Other locations in the USA where well-characterized samples of Ramsdellite have been found are Artillery Mountains, Arizona; Mistake mine, Yavapai County, Arizona; Idarado mine, near Telluride, Colorado; and Monroe-Tener mine, near Chisholm, Minnesota.

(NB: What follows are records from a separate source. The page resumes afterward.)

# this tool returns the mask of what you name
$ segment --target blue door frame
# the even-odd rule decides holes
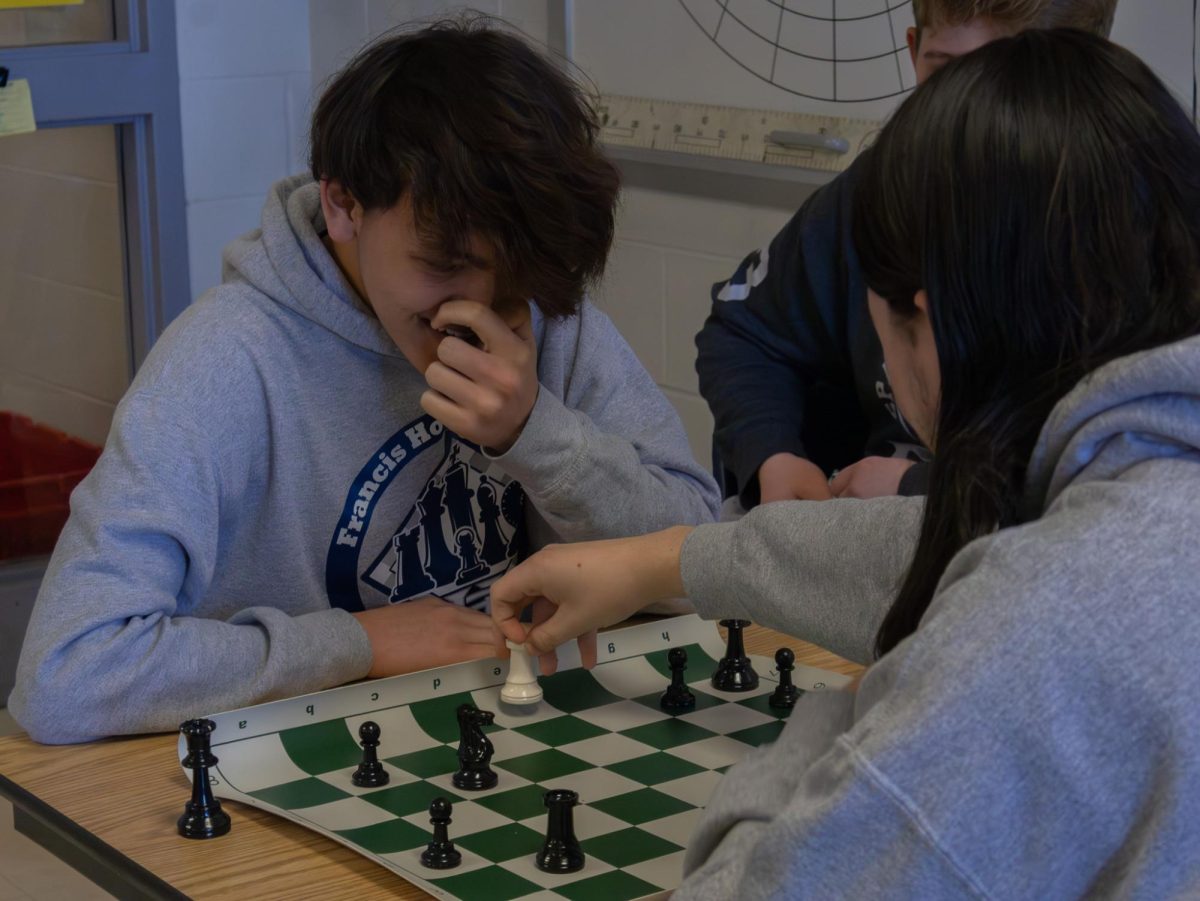
[[[191,289],[175,4],[113,6],[116,40],[0,47],[0,65],[29,79],[39,128],[116,126],[132,374]]]

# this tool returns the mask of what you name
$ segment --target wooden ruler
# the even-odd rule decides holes
[[[881,123],[774,110],[602,94],[601,139],[697,156],[841,172]]]

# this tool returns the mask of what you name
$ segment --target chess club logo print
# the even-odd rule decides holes
[[[424,454],[439,462],[399,523],[376,522],[379,499]],[[424,416],[400,429],[359,472],[334,530],[325,566],[332,606],[363,610],[435,595],[467,607],[487,604],[488,588],[516,563],[525,541],[521,484],[478,448]],[[376,529],[391,530],[363,558]]]

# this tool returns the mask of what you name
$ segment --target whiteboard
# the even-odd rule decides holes
[[[915,85],[909,0],[565,0],[605,94],[879,119]],[[1113,40],[1191,108],[1192,0],[1121,0]]]

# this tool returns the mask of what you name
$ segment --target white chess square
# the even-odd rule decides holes
[[[579,804],[574,808],[575,837],[581,842],[597,835],[608,835],[610,832],[620,832],[628,829],[629,824],[619,820],[602,810]],[[534,832],[546,831],[546,814],[542,813],[527,820],[521,820],[522,826],[528,826]]]
[[[419,829],[429,830],[429,834],[433,835],[433,826],[429,822],[428,810],[418,810],[416,813],[402,817],[402,819],[405,822],[412,823]],[[474,801],[454,801],[451,804],[448,831],[450,840],[457,841],[459,838],[474,835],[476,832],[486,832],[488,829],[507,826],[511,822],[512,820],[509,817],[496,813],[494,810],[489,810],[482,804],[476,804]],[[459,850],[463,849],[459,848]]]
[[[676,851],[665,854],[653,860],[643,860],[632,866],[624,867],[630,876],[644,879],[659,888],[675,889],[683,881],[683,858],[687,852]]]
[[[486,798],[488,795],[498,795],[500,792],[506,792],[509,789],[520,788],[523,785],[529,785],[528,779],[522,779],[516,773],[510,773],[508,770],[496,771],[496,775],[500,778],[497,780],[494,788],[485,788],[480,791],[468,791],[463,788],[458,788],[454,784],[452,773],[443,773],[440,776],[431,776],[425,781],[430,785],[436,785],[438,788],[443,788],[448,792],[456,795],[464,795],[470,798]]]
[[[693,773],[682,779],[661,782],[654,787],[672,798],[687,801],[696,807],[704,807],[708,804],[708,799],[712,797],[713,792],[717,790],[720,781],[721,774],[716,770],[705,770],[703,773]]]
[[[597,682],[623,698],[640,698],[664,691],[671,680],[650,665],[645,657],[602,664],[592,670]]]
[[[580,710],[575,716],[610,732],[622,732],[669,718],[661,710],[655,710],[637,701],[617,701],[615,704],[605,704],[593,710]]]
[[[546,751],[550,748],[549,745],[543,744],[537,739],[530,738],[528,735],[522,735],[520,732],[513,732],[509,729],[504,729],[500,732],[489,732],[487,737],[492,742],[492,747],[496,749],[496,753],[492,756],[492,763],[499,763],[502,760],[512,760],[514,757],[521,757],[525,754],[534,754],[538,751]]]
[[[309,778],[288,757],[279,733],[231,742],[216,749],[218,769],[230,788],[253,792]]]
[[[523,879],[528,879],[534,885],[540,885],[542,888],[551,890],[570,885],[572,882],[578,882],[581,879],[599,876],[601,873],[607,873],[614,869],[612,864],[605,863],[590,854],[584,858],[582,870],[577,873],[564,873],[562,875],[557,873],[543,873],[533,861],[534,855],[526,854],[523,857],[514,857],[512,860],[506,860],[500,866],[511,873],[516,873]]]
[[[693,710],[691,713],[680,715],[679,719],[702,726],[709,732],[718,735],[729,735],[742,729],[762,726],[775,722],[775,717],[767,716],[744,704],[722,704],[719,707],[705,707],[703,710]]]
[[[556,716],[566,716],[561,710],[546,702],[545,699],[536,704],[517,706],[505,704],[500,700],[502,685],[491,685],[471,692],[471,700],[480,710],[490,710],[496,714],[496,725],[505,729],[515,729],[517,726],[528,726],[552,720]]]
[[[379,759],[399,757],[413,751],[424,751],[441,742],[426,734],[408,707],[390,707],[346,717],[346,728],[354,743],[358,744],[358,727],[367,721],[379,726]]]
[[[704,682],[694,683],[692,691],[702,691],[705,694],[712,695],[714,698],[720,698],[722,701],[744,701],[747,698],[755,698],[759,695],[769,695],[775,690],[775,683],[768,679],[759,679],[758,688],[753,691],[718,691],[712,687],[712,683],[705,680]]]
[[[553,788],[569,788],[579,793],[581,804],[594,804],[605,798],[615,798],[628,792],[645,788],[640,782],[614,773],[612,770],[584,770],[581,773],[569,773],[557,779],[547,779],[540,783],[547,791]]]
[[[428,818],[426,818],[428,819]],[[425,824],[429,825],[428,822]],[[454,827],[451,826],[451,829]],[[433,831],[430,830],[430,838],[433,837]],[[450,840],[454,840],[454,834],[450,834]],[[468,851],[466,848],[458,848],[458,852],[462,855],[462,863],[452,870],[431,870],[429,867],[421,863],[421,852],[424,848],[413,848],[410,851],[397,851],[393,854],[380,854],[379,859],[386,861],[392,866],[411,873],[418,879],[441,879],[444,876],[457,876],[459,873],[470,873],[472,870],[482,870],[484,867],[490,867],[492,862],[486,858],[480,857]]]
[[[665,838],[669,842],[674,842],[681,848],[686,848],[688,842],[692,840],[692,836],[696,832],[696,826],[699,825],[702,816],[704,816],[704,811],[699,808],[696,810],[685,810],[683,813],[672,814],[669,817],[663,817],[661,820],[651,820],[649,823],[642,823],[641,828],[652,835],[657,835],[659,838]]]
[[[328,804],[303,807],[292,812],[296,816],[303,817],[310,823],[315,823],[322,829],[330,831],[358,829],[362,826],[374,826],[376,823],[395,819],[393,814],[388,813],[382,807],[361,798],[342,798]]]
[[[667,753],[687,760],[696,766],[717,770],[737,763],[746,756],[746,745],[727,735],[714,735],[694,741],[690,745],[670,748]]]
[[[658,749],[642,744],[640,741],[634,741],[626,735],[609,732],[594,738],[585,738],[583,741],[572,742],[569,745],[562,745],[559,750],[572,757],[578,757],[592,766],[608,766],[610,763],[620,760],[633,760],[653,754]]]
[[[354,767],[342,767],[340,770],[330,770],[328,773],[318,774],[317,778],[351,795],[365,795],[368,792],[379,791],[381,788],[393,785],[407,785],[410,782],[417,781],[417,777],[412,773],[402,770],[399,767],[394,767],[389,763],[385,763],[383,768],[387,770],[388,774],[387,786],[377,785],[374,788],[363,788],[355,785],[350,779],[354,775]]]

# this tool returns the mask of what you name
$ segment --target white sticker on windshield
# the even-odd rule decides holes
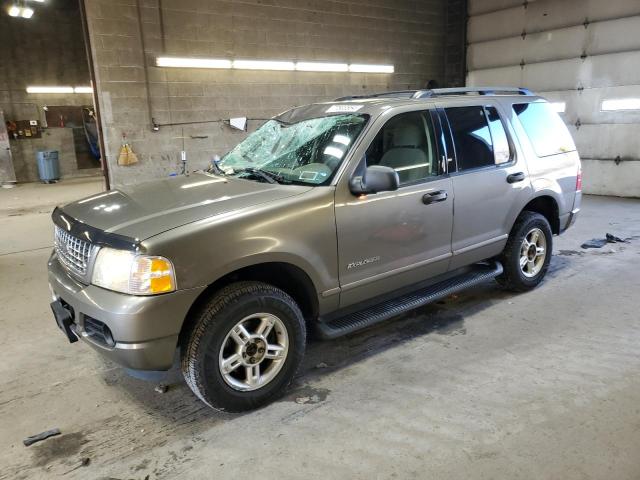
[[[300,176],[298,177],[300,180],[315,180],[316,178],[318,178],[318,172],[309,172],[309,171],[303,171],[300,172]]]
[[[326,113],[335,113],[335,112],[351,113],[351,112],[357,112],[362,107],[364,107],[364,105],[331,105]]]

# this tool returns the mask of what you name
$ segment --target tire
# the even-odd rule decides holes
[[[537,237],[532,235],[534,232],[538,234]],[[526,247],[525,239],[529,247]],[[533,239],[536,239],[536,245],[532,247]],[[541,246],[544,248],[543,256],[539,254]],[[504,271],[496,280],[505,289],[514,292],[526,292],[535,288],[547,273],[552,250],[553,233],[547,219],[539,213],[522,212],[499,257]],[[527,262],[522,266],[521,261],[524,262],[525,255]]]
[[[241,412],[271,402],[284,392],[304,356],[300,308],[266,283],[222,288],[194,320],[181,348],[182,374],[193,393],[216,410]]]

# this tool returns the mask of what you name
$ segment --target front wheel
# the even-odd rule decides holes
[[[504,272],[497,278],[498,282],[517,292],[536,287],[549,268],[552,235],[551,226],[544,216],[522,212],[500,256]]]
[[[291,382],[305,339],[304,318],[289,295],[261,282],[234,283],[197,314],[182,348],[182,373],[215,409],[257,408]]]

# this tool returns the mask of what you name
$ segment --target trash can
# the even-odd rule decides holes
[[[44,183],[52,183],[60,180],[60,164],[58,163],[57,150],[44,150],[38,152],[38,175]]]

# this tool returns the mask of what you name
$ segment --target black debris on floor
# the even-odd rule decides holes
[[[605,238],[592,238],[584,242],[580,247],[582,248],[602,248],[607,243],[629,243],[630,238],[622,239],[620,237],[616,237],[610,233],[605,234]]]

Good samples have been found in Canada along the East River in Pictou County, Nova Scotia; in Mexico in Los Gavilanes, Baja California; In India in Dongari Buzurg, Bhandara, Maharashtra; in Australia in the Iron Monarch quarry, Iron Knob, South Australia; in Japan in the Otoshibetsu and Tanno mines, Hokkaido; in the Czech Republic at Horní Blatná; in Germany at Bütten-Adenstadt, Lower Saxony and Clara Mine, near Oberwolfach, Black Forest; in Egypt at Gebel To Yu, Yoider, and Um Bogna; and in South Africa at Hotazel, near Kuruman, Northern Cape.
Ramsdellite is found in the manganese deposits near Moanda, Haut-Ogooué Province, Gabon, mined by the Compagnie minière de l'Ogooué.
These deposits were formed by supergene enrichment of Precambrian sediments.